La programmation de la recherche

J'ai retrouvé dans mes papiers un article du physicien Léon Brillouin, un grand monsieur qui résume admirablement, me semble t il, la position des scientifiques vis à vis des excès d'organisation de la recherche scientifique. Ce papier publié 'Solitaire ou embrigadé' a été publié dans la N.R.F. en janvier 1956. Je lis : "jusqu'où irons nous dans cette voie ? Les savants dirigés et contrôlés cesseront peut être de s'intéresser à leurs recherches, deviendront des fonctionnaires plus ou moins zélés. La circulation des idées une fois étranglée, l'émulation tombera, la curiosité s'émoussera, la spécialisation technique survivra seul sous ce régime bureaucratique et, peu à peu, nous nous acheminerons vers une société de fourmis, une ruche bien organisée assez semblable au 'brave new world' prédit par Huxley." Je considère cet article comme un excellent contrepoison pour les abus d'organisation scientifique.

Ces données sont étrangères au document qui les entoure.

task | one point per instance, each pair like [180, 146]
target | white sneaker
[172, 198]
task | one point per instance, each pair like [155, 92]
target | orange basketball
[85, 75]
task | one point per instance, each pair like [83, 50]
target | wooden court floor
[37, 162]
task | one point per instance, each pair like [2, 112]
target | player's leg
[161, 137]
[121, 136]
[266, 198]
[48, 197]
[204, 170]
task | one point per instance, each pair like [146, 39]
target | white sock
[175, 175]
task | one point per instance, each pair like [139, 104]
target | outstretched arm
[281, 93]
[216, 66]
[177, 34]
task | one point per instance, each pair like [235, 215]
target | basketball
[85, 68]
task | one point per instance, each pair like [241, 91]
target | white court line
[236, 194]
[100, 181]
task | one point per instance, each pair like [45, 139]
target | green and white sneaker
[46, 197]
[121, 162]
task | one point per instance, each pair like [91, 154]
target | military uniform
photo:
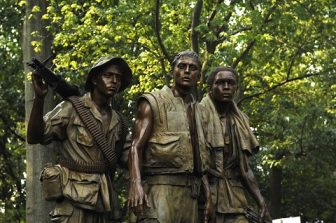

En la matière, la seule chose que j'ai faite a été la création des 'Recherches coopératives sur programmes' (RCP). Tout en adhérant au point de vue de Brillouin, il ne paraissait pas souhaitable, financièrement parlant, que plusieurs chercheurs fassent des choses tout à fait semblables sans se concerter. J'ai donc sollicité un financement particulier destiné à aider ceux qui accepteraient de s'entendre pour faire avancer une question particulière. Mais je me permets d’insister sur le fait que j'avais obtenu un financement spécifique pour ces RCP. En effet, la critique qu'on à fait plus tard à Pierre Jacquinot, mon successeur au CNRS, est de ne pas avoir obtenu de moyens complémentaires destinés aux 'laboratoires associés' (1964). Cela a conduit à réduire la part du budget des laboratoires propres au profit des labos associés, bref à déshabiller Jean pour habiller Pierre. A partir de là, la direction du CNRS a d'ailleurs laissé 90 % des engagements budgétaires aux mains du Comité national. Certes, les 10% restant lui permettaient d’assurer la couverture de besoins imprévus, voire de pallier à certaines décisions fâcheuses du Comité national - si celui-ci rend de grands services à la recherche, il arrive que ses sections soient souvent trop perméables à des arguments non scientifiques -, mais, de mon temps, je n'avais pas voulu faire du CNRS le terre-neuva de l'Université.